Polycrase-(Y) and euxenite-(Y) represent the euxenite-group minerals (EGM) that formed as magmatic minerals in the sequence of (Y,REE,U,Th)–(Nb,Ta,Ti) oxides: columbite-(Fe) → Ti-bearing ixiolite ± ferrowodginite → samarskite-group minerals [ishikawaite → samarskite-(Y)] → EGM in the moderately fractionated granitic pegmatites of the hybrid NYF + LCT Julianna pegmatitic system at Piława Górna, Sudetes, SW Poland. The EGM crystallized with increasing Ti activity and decreasing Ta/(Ta + Nb) and Mn/(Mn + Fe) from F-poor and LREE-depleted melt. The variation in their composition results mainly from substitution along the A(U,Th)BTiA(Y,REE)–1B(Nb,Ta)–1 vector.
Metasomatic alteration of the EGM resulted in the formation of a variety of secondary pyrochlore supergroup minerals (PSM). The chemical composition of the PSM depends on the access gained by the metasomatic fluid to the replacement front. Alteration at sites of restricted access of the fluid led first to the formation of atypical Ca-enriched EGM evolving to zero-valence-dominant betafite with Y + REE as the second-rank A-site component, and finally to (Y,REE)-rich zero-valence-dominant pyrochlore. These PSM closely reflect the compositions of the parental EGM as indicated by similar Ti/(Ti + Ta + Nb), Ta/(Ta + Nb), and Mn/(Mn + Fe) values. If the transport of ions to and from the replacement front was relatively easy, the compositions of the alteration products were less limited by the composition of the primary oxides and zero-valence-dominant pyrochlore with Ca or U + Th as the second-rank A-site components formed.
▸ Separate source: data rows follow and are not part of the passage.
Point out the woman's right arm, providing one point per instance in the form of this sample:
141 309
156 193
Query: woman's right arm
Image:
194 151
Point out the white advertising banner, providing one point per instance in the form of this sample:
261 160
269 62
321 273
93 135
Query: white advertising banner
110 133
This type of alteration took place with decreasing Ti/(Ti + Nb + Ta), Y/(Y + REE), and Mn/(Mn + Fe) but highly variable Ta/(Ta + Nb).
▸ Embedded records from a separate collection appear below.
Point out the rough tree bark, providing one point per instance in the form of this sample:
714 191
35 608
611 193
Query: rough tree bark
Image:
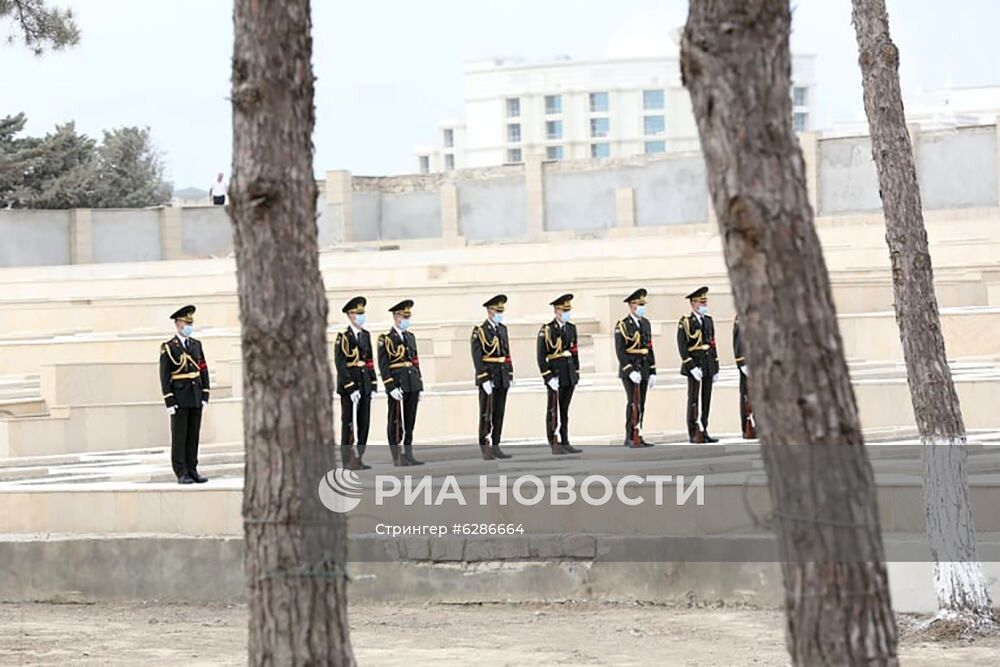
295 553
961 587
735 62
The addition of Ca, Fe, Mg, Sn, and Pb to the pegmatitic system during metasomatic alteration of the EGM could have been achieved through: (1) reaction of the orthomagmatic fluid with the amphibolite wall rock, circulating in a convective cell around the pegmatites; (2) assimilation of the wall rock by the pegmatite-forming melt; or (3) autometasomatic processes. However, given the current state of knowledge about the geochemical evolution of the Julianna pegmatitic system, the first scenario seems most likely.